# Earth Worm Substrate



## *Alex* (Jul 15, 2010)

hey im just wondering what would be a good substrate to keep worms in for feeding to my frog?

thanks

alex


----------



## eddygecko (Feb 14, 2007)

Earth


----------



## mr.paul.c (May 4, 2010)

I think it helps to use a bit of common sense...


----------



## *Alex* (Jul 15, 2010)

yea i know to use earth im not a retard, i was asking as in if i took it strait from the garden are the worms going to ingest anything from that soil that is going to harm my frog?

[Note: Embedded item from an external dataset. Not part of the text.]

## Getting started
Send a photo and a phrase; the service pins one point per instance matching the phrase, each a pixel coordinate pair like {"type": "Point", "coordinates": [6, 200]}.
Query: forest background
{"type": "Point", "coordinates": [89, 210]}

so to both of you dont be dicks...


----------



## benjo (Oct 31, 2007)

i should think shop bought topsoil or compost? i wouldnt take it from the garden.. if you did that you might aswell just dig up worms to feed instead of breeding them


----------



## toad650 (Feb 9, 2009)

Get top soil with no fertilisers in or anything, think you can get sterile stuff aswell from homebase. You could just start a compost heap/tub there's loads of websites on it and then you know exactly what there eating and going into your frogs.


----------



## *Alex* (Jul 15, 2010)

thanks guys =] they were the answers i was looking for =]

thanks again 

alex


----------



## pollywog (Oct 6, 2005)

Coco based soil like eco-earth etc. is fine for keeping the worms in and that's what most are sold and shipped in.
Worms fed on scrap fruit & veg can taste quite bitter and may be rejected by some amphibs, try feeding the worms on damp shredded paper / cardboard instead.


----------